When I was 11 years old, I began reading film critic Roger Ebert’s reviews. I quickly became a compulsive viewer of “Ebert & Roeper,” setting my VCR to record the program every Saturday night. And his reviews became an indelible part of my life. I started seeing certain types of films that hitherto I had only examined with curiosity at video stores or seen in giant advertisements in newspapers. I felt almost too young and too unsophisticated to approach many of the great works of cinema, but Ebert’s reviews brought these giant films down to earth for me. In 2002 and 2003, I made ventures to see films such as Owning Mahoney, Raising Victor Vargas, Nowhere in Africa and The Quiet American in Austin cinemas.

A few months before I turned 12, I began writing weekly film reviews for an Austin publication in April of 2002. Only weeks later, my father passed away. I don’t think I knew how to deal with that kind of pain at such a young age, and I believe I ran away from it by immersing myself in movies more than ever. Through his criticism, Ebert acted as a kind of guide into this new, frightening world that I was entering.

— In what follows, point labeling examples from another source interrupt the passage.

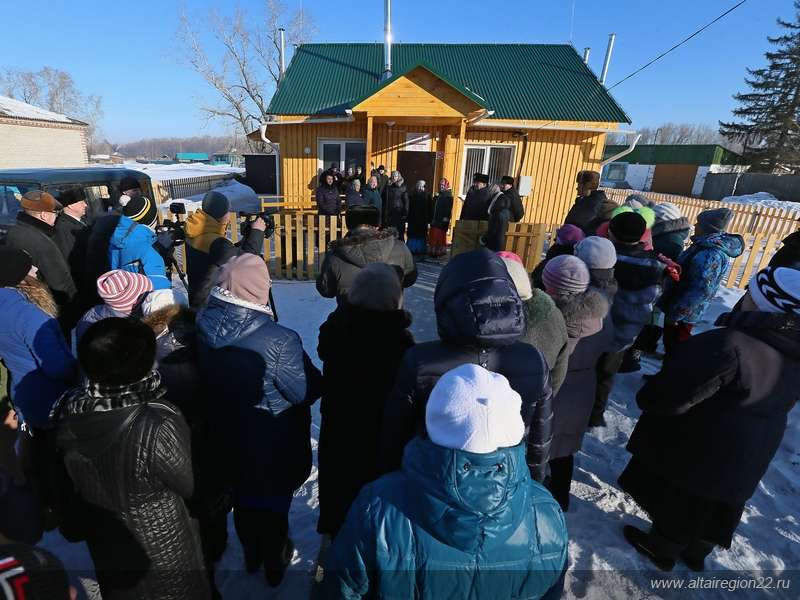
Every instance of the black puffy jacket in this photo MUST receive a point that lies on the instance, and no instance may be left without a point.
(480, 320)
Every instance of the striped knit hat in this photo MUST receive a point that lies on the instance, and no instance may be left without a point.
(123, 291)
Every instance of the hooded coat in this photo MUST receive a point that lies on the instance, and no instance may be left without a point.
(451, 524)
(359, 248)
(481, 321)
(590, 333)
(131, 249)
(261, 408)
(207, 249)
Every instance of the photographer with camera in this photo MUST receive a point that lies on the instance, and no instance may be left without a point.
(208, 247)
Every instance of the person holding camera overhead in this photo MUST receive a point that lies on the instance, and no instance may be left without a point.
(208, 247)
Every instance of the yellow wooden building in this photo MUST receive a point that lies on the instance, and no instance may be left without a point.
(532, 111)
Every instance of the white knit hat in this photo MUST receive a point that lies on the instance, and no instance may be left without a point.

I religiously watched my way through Ebert’s Great Movies list, and I can proudly tell you his favorite film from every year he worked as a critic (for many of the years, I can even recite his entire top 10 list by memory).

As a young man, I bought Ebert’s annual Movie Yearbooks and read them compulsively. Anytime I was in the car with my mom, I would bring my copy of his original Great Movies book with me. As she drove, I read his reviews and articles aloud – sometimes on a film we had just watched at home the night before, other times on a film that I was trying to convince her to let me see.

As a ‘film critic’ in the Austin circuit, I was invited to advance press screenings days or sometimes weeks before new films were officially released in theaters, which meant I would have to form an opinion on my own without first consulting Ebert, which was a large step for me as a critical thinker. Days after finishing my own review, I would read Ebert’s piece when it was published, and I was always giddy when he felt the same way I did about a film.
When you revisit a film after several years, you also revisit Ebert’s review. Most recently, I returned to his Great Movies article on Nashville, one of my favorite films, and it’s impossible for me now to talk about Nashville without mentioning Ebert’s beautiful words on the film. The meaning of the movie itself is tied to his prose – in a sense, without his words, the picture is not really complete.

I can’t believe he’s gone. I keep checking his website to see what Roger Ebert has to say about the death of such a great human being, and it’s only then that I remember. As a film critic, I am at a loss for words.

There are other film critics I admire, but none in whom I can take comfort like Roger Ebert. As an aspiring filmmaker, I wonder, for whom will we make movies anymore?

Jack Kyser is a graduate of Austin High School and New York University’s Tisch School of the Arts.